National deficit will remain until one side makes a move

Our Constitution gives the power of the purse to the House of Representatives and the Senate. Current radical right Republicans are trying to force massive cuts to popular programs via the massive Trump tax cut that is creating huge deficits.

The Republicans enacted this tax cut without spending cuts. Social Security and Medicare are funded by a separate payroll tax. The upshot of all this is huge deficits are here to stay until one side makes a move.

In the 1950s and 1960s, everyone believed that the government did good things. Since Reagan, our population has been groomed to believe that government is the enemy. Biden passed the Inflation Reduction Act package, and part of that was to rebuild critical infrastructure. Prior to this, America was crumbling from the inside out.

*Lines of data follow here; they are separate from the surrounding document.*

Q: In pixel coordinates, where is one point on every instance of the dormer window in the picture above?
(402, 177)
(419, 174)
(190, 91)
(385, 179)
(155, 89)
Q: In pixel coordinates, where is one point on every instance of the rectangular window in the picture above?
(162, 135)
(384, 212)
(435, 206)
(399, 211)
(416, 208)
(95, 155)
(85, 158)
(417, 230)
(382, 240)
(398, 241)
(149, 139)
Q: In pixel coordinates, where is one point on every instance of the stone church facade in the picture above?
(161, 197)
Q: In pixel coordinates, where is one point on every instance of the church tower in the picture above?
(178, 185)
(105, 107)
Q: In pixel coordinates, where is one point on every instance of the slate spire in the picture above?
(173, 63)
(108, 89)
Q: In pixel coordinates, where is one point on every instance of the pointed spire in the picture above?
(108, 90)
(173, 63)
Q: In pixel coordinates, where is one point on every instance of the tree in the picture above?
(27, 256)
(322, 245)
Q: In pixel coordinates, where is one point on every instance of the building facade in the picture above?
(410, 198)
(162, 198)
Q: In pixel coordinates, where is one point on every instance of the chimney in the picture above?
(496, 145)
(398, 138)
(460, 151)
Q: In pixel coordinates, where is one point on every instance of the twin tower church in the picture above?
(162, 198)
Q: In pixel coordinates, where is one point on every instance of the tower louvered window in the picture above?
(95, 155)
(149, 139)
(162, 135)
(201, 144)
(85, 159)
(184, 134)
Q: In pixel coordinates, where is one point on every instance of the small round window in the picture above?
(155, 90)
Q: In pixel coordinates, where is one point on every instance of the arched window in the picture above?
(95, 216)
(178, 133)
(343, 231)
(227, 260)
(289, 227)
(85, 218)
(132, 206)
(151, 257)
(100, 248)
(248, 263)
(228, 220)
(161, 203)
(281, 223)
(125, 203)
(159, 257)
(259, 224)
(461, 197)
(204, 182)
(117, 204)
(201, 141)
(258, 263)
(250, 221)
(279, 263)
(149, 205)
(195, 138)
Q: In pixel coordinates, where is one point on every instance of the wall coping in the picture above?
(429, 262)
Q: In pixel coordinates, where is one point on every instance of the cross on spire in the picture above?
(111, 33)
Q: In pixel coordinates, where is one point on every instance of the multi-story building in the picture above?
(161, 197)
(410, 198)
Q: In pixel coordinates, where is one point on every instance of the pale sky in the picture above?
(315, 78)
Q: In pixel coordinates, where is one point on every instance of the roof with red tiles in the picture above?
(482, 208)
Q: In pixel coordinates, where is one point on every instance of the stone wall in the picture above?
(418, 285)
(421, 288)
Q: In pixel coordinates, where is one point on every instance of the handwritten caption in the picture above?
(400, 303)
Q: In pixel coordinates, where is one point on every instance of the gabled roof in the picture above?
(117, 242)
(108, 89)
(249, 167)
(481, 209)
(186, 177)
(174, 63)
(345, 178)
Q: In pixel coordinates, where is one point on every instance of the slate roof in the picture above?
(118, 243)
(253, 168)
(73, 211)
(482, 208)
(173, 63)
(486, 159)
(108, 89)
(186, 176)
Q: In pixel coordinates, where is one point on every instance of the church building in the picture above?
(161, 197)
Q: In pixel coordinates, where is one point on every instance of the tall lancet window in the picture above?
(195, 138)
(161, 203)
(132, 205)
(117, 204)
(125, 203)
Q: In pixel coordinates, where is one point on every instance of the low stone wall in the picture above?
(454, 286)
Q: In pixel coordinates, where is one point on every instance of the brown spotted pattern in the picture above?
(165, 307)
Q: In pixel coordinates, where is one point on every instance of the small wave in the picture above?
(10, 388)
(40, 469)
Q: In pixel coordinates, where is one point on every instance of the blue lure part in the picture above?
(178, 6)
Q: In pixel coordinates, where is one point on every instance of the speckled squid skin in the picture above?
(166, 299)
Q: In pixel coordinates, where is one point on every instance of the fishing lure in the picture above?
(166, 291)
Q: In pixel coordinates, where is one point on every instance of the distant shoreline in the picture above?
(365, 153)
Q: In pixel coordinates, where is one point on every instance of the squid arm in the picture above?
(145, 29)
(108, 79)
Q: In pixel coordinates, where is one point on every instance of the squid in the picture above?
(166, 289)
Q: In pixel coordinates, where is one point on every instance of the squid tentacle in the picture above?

A population groomed to believe taxes are bad doesn’t want high taxes. America is in crisis because half of America believes in this foolishness.

BOB LOWTHER, DALLAS

Both political sides share nation’s core values

Reading Pamela Paul’s “Meaning of liberal changes with time” and Ross Douthat’s “The clearest lesson of bad leader’s election” (Opinion, Nov. 26), I’m starting to wonder if these two columnists find themselves waking up on the wrong side of The New York Times. Liberal Paul’s dissection of what liberal and progressive have come to mean and what their claimants stand for isn’t an appealing picture. And conservative Douthat busies himself finding as much to dislike on the right as on the left.

Are we reaching a point where liberals reject the hard left and conservatives reject the hard right, only to find that core values of individual liberty, free speech and democracy are shared values of both ideologies, with neither side having sole ownership and neither side being their destroyer? Both sides would be better off leaving their fringes behind.